Die Orgie! Wer trifft sich? Etwa Philipp, der aufbegehrende Sohn? (Alibi und Fingerabdrücke prüfen!) Vielleicht auch Else-Marie, die ungeduldige und wenig geduldete Erbin? Velmond meditiert sich so was in Rage, dass es ihm innerlich schwer fällt, Hermine-Adele Hudefarth als Opfer zu betrachten. So recht in dieser Stimmung nimmt er nun den Keller in Augenschein. Es ist schließlich die richtige Zeit für einen samtigen Burgunder. Und auf eine Flasche mehr oder weniger kommt es nicht an. Irgendwozu müssen auch seine Vinylhandschule gut sein, damit er keine Fingerabdrücke im Weinkeller und am Korkenzieher hinterlässt. Er holt sich einen protzigen, fein geschliffenen Römer aus der Vitrine und genießt den fast 15jährigen Rebensaft im Lehnstuhl neben dem Rauchtisch.

Schade, dass er nicht raucht, denn in einer kleinen silbernen Schatulle findet er eine angebrochene Schachtel DUNHILL mit diesem exquisiten, edlen und unnachahmlichen Rot und Gold. Eine so dargebotene Zigarette musste man einfach rauchen, ob’s schmeckt oder nicht. Unschwer konnte er allerdings auf der glanzvollen Packung Fingerabdrücke erkennen und somit die Packung für die Asservatenkammer beschlagnahmen.

Am nächsten Morgen präsentiert er seine Vermutungen und alle Zettel mit Fragezeichen im Kommissariat: Kidnapping bezw. Grandma-Napping durch Vertraute mit Todesfolge oder Tötungsabsicht? Mögliche Motive: Beschleunigung des Erbgangs, Raub des Geldes und eventuell von Schmuck. Bedeutendstes Fragezeichen: Weshalb hebt Hermine zwei Tage vorher 50.000 Euro ab? (Er wird bei der Bank recherchieren). Um die Recherchen bezüglich der anderen Fragezeichen muss sich Uta Möbius bemühen.

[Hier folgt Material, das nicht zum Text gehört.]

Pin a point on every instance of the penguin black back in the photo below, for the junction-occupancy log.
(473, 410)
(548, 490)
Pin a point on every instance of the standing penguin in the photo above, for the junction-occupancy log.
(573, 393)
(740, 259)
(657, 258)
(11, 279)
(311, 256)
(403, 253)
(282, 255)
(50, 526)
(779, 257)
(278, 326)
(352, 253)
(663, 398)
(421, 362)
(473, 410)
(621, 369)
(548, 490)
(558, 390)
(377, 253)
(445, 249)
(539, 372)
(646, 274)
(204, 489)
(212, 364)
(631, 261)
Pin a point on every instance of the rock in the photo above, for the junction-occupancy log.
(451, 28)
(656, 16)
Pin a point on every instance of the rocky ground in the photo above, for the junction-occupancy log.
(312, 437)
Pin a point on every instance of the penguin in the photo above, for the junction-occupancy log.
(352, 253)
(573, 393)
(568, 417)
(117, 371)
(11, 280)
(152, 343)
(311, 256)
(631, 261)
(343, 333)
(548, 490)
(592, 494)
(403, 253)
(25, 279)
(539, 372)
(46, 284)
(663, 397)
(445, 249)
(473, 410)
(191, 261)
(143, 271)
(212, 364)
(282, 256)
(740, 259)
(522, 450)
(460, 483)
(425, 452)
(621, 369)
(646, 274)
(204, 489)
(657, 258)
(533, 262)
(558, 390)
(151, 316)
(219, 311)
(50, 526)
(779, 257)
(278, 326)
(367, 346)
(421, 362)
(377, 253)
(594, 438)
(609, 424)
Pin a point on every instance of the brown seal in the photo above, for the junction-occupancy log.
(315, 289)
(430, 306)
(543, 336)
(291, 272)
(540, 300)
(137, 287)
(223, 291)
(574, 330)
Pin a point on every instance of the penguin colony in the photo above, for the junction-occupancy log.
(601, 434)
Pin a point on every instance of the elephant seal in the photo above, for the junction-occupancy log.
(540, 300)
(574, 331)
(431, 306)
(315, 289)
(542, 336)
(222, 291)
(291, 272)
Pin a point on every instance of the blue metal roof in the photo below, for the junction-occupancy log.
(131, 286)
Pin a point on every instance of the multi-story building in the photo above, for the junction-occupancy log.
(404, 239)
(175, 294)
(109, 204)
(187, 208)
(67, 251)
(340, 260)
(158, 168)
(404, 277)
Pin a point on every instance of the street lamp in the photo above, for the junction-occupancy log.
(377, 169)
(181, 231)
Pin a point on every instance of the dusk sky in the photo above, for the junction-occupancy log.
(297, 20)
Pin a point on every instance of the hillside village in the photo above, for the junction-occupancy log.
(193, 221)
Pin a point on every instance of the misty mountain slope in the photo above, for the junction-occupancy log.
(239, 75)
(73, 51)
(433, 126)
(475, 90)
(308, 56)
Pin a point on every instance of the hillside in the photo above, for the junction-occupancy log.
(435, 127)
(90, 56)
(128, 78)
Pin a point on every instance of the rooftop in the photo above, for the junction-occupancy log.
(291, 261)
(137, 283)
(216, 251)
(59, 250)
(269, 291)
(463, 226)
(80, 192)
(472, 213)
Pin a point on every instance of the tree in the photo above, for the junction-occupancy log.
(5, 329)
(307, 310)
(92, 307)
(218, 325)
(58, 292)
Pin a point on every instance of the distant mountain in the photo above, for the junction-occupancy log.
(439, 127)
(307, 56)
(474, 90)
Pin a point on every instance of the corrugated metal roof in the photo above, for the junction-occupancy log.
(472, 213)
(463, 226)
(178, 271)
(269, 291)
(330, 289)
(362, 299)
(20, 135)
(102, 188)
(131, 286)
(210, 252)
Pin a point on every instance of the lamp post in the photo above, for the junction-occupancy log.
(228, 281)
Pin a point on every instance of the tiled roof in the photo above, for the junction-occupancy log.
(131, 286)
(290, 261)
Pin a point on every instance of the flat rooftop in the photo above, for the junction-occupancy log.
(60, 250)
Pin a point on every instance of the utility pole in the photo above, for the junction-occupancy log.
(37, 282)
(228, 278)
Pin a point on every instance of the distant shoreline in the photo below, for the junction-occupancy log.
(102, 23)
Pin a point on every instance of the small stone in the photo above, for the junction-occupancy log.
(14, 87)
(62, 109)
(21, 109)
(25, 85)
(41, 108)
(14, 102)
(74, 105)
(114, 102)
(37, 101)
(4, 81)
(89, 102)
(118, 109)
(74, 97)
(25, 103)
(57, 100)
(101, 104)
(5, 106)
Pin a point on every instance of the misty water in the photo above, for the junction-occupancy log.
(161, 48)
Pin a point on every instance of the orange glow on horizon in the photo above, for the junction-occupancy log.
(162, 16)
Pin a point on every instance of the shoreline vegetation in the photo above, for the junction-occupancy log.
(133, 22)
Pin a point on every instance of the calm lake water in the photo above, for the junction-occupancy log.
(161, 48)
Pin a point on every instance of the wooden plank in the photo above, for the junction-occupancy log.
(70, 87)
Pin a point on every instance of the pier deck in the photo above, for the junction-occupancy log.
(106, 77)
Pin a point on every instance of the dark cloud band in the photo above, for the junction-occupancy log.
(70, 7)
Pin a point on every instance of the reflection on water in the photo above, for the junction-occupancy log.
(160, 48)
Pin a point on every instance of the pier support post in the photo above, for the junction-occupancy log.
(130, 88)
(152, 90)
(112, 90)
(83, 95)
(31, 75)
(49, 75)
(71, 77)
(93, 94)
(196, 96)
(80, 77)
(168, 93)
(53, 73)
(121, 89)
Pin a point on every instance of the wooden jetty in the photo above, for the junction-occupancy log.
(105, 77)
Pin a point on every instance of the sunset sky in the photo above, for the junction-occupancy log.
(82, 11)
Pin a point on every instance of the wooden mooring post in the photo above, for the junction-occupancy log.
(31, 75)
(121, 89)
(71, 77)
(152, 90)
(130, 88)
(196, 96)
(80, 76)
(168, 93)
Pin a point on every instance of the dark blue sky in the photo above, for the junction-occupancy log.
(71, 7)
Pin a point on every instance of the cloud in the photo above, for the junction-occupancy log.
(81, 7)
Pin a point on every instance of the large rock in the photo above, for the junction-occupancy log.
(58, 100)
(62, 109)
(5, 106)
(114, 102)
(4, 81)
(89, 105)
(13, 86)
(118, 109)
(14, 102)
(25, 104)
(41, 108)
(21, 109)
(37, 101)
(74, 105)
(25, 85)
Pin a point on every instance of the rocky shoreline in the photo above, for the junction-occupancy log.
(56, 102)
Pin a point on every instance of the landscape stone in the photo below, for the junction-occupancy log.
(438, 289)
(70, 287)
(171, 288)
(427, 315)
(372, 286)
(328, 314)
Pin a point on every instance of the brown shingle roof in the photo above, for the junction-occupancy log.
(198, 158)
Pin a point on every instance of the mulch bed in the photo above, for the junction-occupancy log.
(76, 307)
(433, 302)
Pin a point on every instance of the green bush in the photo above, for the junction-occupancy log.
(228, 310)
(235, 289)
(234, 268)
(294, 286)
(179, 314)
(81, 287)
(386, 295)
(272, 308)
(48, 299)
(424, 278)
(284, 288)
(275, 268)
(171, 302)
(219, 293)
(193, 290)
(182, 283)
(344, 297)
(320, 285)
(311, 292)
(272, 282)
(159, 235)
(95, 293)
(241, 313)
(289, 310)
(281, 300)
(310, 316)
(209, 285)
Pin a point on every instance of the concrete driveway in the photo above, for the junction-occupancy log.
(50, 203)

Bleibt die Frage: Wo ist die Leiche? Wenn es überhaupt eine gibt.

Kurz darauf stellt sich ihm ein hagerer, stattlicher Mann mittleren Alters vor:

„Gestatten, Elsterhorst, Maurice, Kriminalkommissar und fortan kollegial der ‚Soko Witwen’ zugehörig. Ich hoffe auf gute und ergänzende Zusammenarbeit mit Ihnen. Vier Augen sehen mehr als zwei. Übrigens kann ich mit einigem Stolz schon ein Ermittlungsergebnis beitragen: Ich konnte Verbindung mit Judith Schwertfeger, geborene Hüttner, herstellen, die auch bereits in München eingetroffen ist. Der Zufall will es, dass wir in dieselbe Schule gegangen sind. Wir waren damals ziemlich gut befreundet - in Ehren natürlich. Wir waren ja Kinder. Aber Frau Hüttner meinte, ich sei kein Umgang für ihre Tochter. Überdies zogen wir bald in einen anderen Stadtteil. Wir verloren uns zwar aus den Augen, haben aber immer mal wieder Briefe gewechselt. Daher kannte ich ihre aktuelle Adresse.“ (Das war aber ziemlich gelogen!)

Lothar Velmond musste sich sehr beherrschen, um Freude zu heucheln. Dieser - wie hieß er noch? - Elsterhorst schien so gar nicht in das Team zu passen. Elsterhorst? Elstern stehlen und sammeln ihre Beute im Horst. Moritz? Maurice? Ein Franzose? Elsässer? Zumindest der Wein von dort war passabel.

Am besten wäre es wohl, klare Arbeitsteilung zu vereinbaren: Der Fall Hudefarth würde ihm obliegen, der Fall Maria Solemnis Hüttner diesem Elsterhorst. Vielleicht hilft ihm ja seine Jugendliebe ein Stück weiter. Den Fall Anna-Luise Falke delegierten sie zunächst mal an Anwärter, zumal hier bisher die Aktenlage äußerst dünn ausgefallen war.